Wednesday, February 26, 2014

Evolution of an American Housewife

Professor J,

We want people to change their thinking, or to even think at all which we can't always be sure they've actually done for themselves. Your description of what takes place instead was so accurate.  You did an excellent job in your last post of outlining how the trap slowly closes on our political and religious thinking (can we call it thinking?). By the time I got to the end of the paragraph I could hear a loud SNAP! Yet everyone still believes that they have thought deeply about things and come to their conclusions on their own. Allow me a moment of transparency while I describe what reaching a tipping point and rethinking everything mid life can feel like:

I woke up out of a dead sleep and the iceberg of my mind had turned over. Capsized in the night, deep thoughts, and questions I didn’t know that I already had the answers to emerged dark and somewhat unformed on the surface.  The certainty of all I had been taught and believed rolled over into the shadowy depths and silence without a sound as they slipped under into the darkness.  It was only then that I realized how small the surface thinking, not even thinking really but following, had been and how massive, dense, and powerful those deeper ideas were.  They broke through and rose high above the surface as the old thoughts got pushed deeper under the weight of them. The universe was preparing me for truth. Toughening me up, knowing that the truth is often shockingly ugly.

Massive rusty hinges in my mind had been slowly opening for a decade or so. I became less comfortable with what everyone around me thought and more at ease with questioning.  Everything. All the time. Suddenly inquiring of friends and family members why they think the way they do, when they assume that you agree with them, can be unnerving for them. It’s no walk in the park for you either and won’t make you popular. People see honest hard questions as antagonistic. Such are the little enclaves of thinking we’ve insulated ourselves with, people who think and believe like us. People who won’t ask us anything we can’t answer.  The unspoken pact between us is that we’ll afford them the same courtesy.

So what finally caused the iceberg to invert? Three things made this shift in my thought process possible: Travel, art, discussion

Travel: Travel is an absolute necessity for realizing that people, apart from politics and power are startlingly similar. I recently watched the  documentary, A Matter of Trust, about Billy Joel's concert tour of the Soviet Union in 1987. I highly recommend it. Having recently traveled to Russia I can attest to having the exact same feelings as many of the band members--these are the people we were taught to fear? Sitting on a subway in St. Petersburg I had an overwhelming feeling of having been duped. Which leads to the question--by whom and to what end? In Mexico while having discussions about immigration the same thing was true. Much of what I believed was simply wrong. In Scandinavia "European Socialism" hardly looked sinister. People want to work, raise their children in safety, and have basic human rights. But as you point out over and over again--who benefits from keeping our fellow citizens, who are seeing the world second hand, from knowing that?

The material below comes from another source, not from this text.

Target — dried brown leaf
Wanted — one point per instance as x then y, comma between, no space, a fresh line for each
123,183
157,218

Art: Who can imagine the 60s without Dylan? Or Warhol? Or Harper Lee, Rachel Carson, or Betty Friedan? There's a reason that we see over and over again books burned, music banned, and art destroyed in totalitarian regimes or theocracies.  Because it's powerful and thought provoking. It also takes time away from busyness and gives the mind room to breathe and explore. Everyone knows deep down that ideas are more powerful than weapons and far harder to contain and control. It's what makes it terrifying to those who worship the status quo.

Discussion: In the past coffee houses, taverns, and universities have been ground zero for radical change. I don't know if the internet will be as effective, but perhaps. I will say that having to actually spell out what I believe and why (week after week!) is enlightening. Sharing, discussing, arguing, defending, questioning, puzzling it together, teasing it apart, learning something knew and having to decide how it fits, honestly assessing one's own ideas, and being willing to see the other point of view--how can we get where we need to go if people aren't doing that? With Americans having fewer close friends than in previous decades it may be difficult for people to find those willing to delve deep as well as make time for such endeavors. But what could be more important?

I'm noticing that things that I think have brought about shifts in my own opinions, are things that feed the soul and could also fall under personal experience.

So what do you say, Dr. J? What kind of things do you think most influence a change in people's thinking? What's on your list?